# Air Bnb New User Bookings 
**Predict user country destination**

New users on Airbnb can book a place to stay in 34,000+ cities across 190+ countries. By accurately predicting where a new user will book their first travel experience, Airbnb can share more personalized content with their community, decrease the average time to first booking, and better forecast demand.

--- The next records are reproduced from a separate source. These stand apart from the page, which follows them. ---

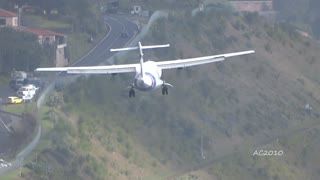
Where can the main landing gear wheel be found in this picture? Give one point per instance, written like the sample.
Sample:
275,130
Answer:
164,90
132,93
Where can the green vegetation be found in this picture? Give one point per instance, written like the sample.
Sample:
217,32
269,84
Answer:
302,13
21,51
94,131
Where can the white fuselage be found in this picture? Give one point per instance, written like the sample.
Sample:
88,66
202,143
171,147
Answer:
150,79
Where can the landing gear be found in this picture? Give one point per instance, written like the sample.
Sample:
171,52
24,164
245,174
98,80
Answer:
164,90
132,93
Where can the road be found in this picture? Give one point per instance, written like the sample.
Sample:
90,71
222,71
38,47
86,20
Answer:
101,53
97,55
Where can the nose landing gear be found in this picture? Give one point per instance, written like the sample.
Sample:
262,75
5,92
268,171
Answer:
132,93
164,90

In this recruiting competition, Airbnb challenges you to predict in which country a new user will make his or her first booking. Kagglers who impress with their answer (and an explanation of how they got there) will be considered for an interview for the opportunity to join Airbnb's.

# Important Notes
* countries.csv: summary statistics of destination countries in this dataset and their locations
* age_gender_bkts.csv: summary statistics of users' age group, gender, country of destination
* **'NDF'** --> no booking
* **country_destination** is our predection target it is not avalible at test dataset.

**Submission File:**
For every user in the dataset, submission files should contain two columns: id and country. The destination country predictions must be ordered such that the most probable destination country goes first.

**Evaluation:**
For each new user, you are to make a maximum of 5 predictions on the country of the first booking. The ground truth country is marked with relevance = 1, while the rest have relevance = 0.

For example, if for a particular user the destination is FR, then the predictions become



**Data Cleansing & Preparation Summery**

* Gender: convert all "unknown" values into nan 
* Filter age between 1-100 and set to others to NAN**
* First_browser: convert all "unknown" values into nan
* date_account_created: convert to datetime format
* timestamp_first_active: convert to datetime format

In [None]:
import pandas as pd 
import numpy as np 
import seaborn as sns
import matplotlib.pyplot as plt
sns.set()

from datetime import datetime
from sklearn.preprocessing import LabelEncoder
from xgboost.sklearn import XGBClassifier

import warnings
warnings.filterwarnings("ignore")

import os
for dirname, _, filenames in os.walk('/kaggle/input'):
    for filename in filenames:
        print(os.path.join(dirname, filename))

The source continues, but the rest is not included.